For each hashtag, GLoVE embeddings are averaged together to form tweet embeddings and then hashtag embeddings from averaging tweets together. These tweet embeddings are then used as inputs for a fully-connected neural network. The network response is fed through a softmax classifier and euclidean distance (l2) is used as the loss function. For hashtag prediction, sentence embeddings are calculated in the same way by averaging word vectors together, then they are fed through the neural network and the predicted vectors are searched in our calculated hashtag embeddings using nearest neighbor.
This project targets python 3.6.0, tensorflow 1.0.1
Executing python main.py --help
shows the available arguments. By default, 100,000 tweets
are extracted from the JSON file, zero hashtags are printed out, and 50 are embedded. The default
test file is assumed to be cache-0.json
from the Twitter 2012 election dataset located at
../data/twitter-nlp/json/cache-0.json
. Other parameters, such as the GloVe embedding dimension
for the baseline hashtag prediction model and the embedding file are specified within main.py
.
Currently, tweet and hashtag embeddings are created with the Embedder and then trained with the
Baseline Model. Afterwards, tweets are loaded into the hybrid VAE model.
utils.twitter_download
contains a client for Tweepy. This allows
custom Twitter datasets to be downloaded given a username and a count.

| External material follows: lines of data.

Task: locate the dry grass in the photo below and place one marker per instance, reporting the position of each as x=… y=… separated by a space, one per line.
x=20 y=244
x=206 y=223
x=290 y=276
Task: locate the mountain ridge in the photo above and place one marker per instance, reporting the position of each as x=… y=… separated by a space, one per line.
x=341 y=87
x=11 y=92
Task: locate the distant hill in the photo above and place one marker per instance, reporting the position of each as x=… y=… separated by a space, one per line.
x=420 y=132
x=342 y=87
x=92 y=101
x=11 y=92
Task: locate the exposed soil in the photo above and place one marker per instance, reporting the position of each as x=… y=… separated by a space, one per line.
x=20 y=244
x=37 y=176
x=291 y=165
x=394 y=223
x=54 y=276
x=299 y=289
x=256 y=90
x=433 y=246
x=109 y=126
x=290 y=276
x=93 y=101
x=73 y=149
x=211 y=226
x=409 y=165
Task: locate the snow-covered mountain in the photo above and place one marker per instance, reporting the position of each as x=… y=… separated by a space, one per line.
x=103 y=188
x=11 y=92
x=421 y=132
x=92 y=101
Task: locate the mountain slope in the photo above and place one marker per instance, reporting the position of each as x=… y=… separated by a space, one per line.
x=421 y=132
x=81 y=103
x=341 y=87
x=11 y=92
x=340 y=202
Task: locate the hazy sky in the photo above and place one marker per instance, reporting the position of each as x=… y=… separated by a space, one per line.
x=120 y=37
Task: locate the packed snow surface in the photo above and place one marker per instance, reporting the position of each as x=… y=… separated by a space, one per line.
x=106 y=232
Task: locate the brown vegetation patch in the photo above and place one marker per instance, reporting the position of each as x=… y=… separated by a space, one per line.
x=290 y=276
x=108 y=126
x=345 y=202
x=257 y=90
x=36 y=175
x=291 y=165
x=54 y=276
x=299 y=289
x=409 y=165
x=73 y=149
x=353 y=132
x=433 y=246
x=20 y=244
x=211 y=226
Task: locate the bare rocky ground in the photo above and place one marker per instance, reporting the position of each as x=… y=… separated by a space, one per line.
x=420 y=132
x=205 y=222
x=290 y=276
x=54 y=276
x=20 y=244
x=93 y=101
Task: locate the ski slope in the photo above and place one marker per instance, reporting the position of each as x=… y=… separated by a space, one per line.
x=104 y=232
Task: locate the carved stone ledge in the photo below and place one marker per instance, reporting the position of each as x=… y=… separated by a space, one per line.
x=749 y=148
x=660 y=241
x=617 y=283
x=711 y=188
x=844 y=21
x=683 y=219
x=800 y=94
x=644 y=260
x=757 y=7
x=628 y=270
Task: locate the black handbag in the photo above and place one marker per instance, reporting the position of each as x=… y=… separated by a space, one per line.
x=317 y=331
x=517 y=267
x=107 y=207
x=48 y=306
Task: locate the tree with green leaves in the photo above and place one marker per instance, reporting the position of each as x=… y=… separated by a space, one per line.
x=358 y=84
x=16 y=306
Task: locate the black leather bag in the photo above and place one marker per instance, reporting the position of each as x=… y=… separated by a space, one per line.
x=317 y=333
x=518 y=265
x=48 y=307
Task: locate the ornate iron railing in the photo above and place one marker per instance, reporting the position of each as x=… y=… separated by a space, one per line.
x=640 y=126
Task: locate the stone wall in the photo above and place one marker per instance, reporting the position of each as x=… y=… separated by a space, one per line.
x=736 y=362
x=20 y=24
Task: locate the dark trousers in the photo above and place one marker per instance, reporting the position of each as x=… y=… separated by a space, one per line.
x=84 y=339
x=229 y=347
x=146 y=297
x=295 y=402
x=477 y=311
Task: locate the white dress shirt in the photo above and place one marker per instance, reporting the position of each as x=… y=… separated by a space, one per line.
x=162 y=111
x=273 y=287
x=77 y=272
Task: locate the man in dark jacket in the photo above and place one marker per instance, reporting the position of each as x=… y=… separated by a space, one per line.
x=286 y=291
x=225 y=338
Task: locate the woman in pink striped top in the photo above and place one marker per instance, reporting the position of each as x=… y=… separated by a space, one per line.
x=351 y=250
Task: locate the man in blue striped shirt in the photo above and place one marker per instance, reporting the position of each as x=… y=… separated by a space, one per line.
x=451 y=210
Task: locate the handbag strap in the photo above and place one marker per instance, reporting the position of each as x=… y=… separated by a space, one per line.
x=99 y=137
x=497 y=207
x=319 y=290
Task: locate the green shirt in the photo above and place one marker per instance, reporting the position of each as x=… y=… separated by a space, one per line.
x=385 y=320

There is an API limit of 200
tweets per request, but this tool provides a recursive solution around this that maxes out
the assigned Twitter API account's download limit.
If being used outside of this project, the authentication keys should be replaced with new ones from Twitter.
from utils.twitter_download import Tweepy_Client
#default args (do not use outside of this project!)
client = Tweepy_Client()
#custom authentication keys
client = Tweepy_Client(con_key=" ",
con_sec=" ",
acc_tok=" ",
acc_sec=" ")
client.retrieve("sundarpichai", 500)
#raw json is contained in client.tweets
print(client.tweets)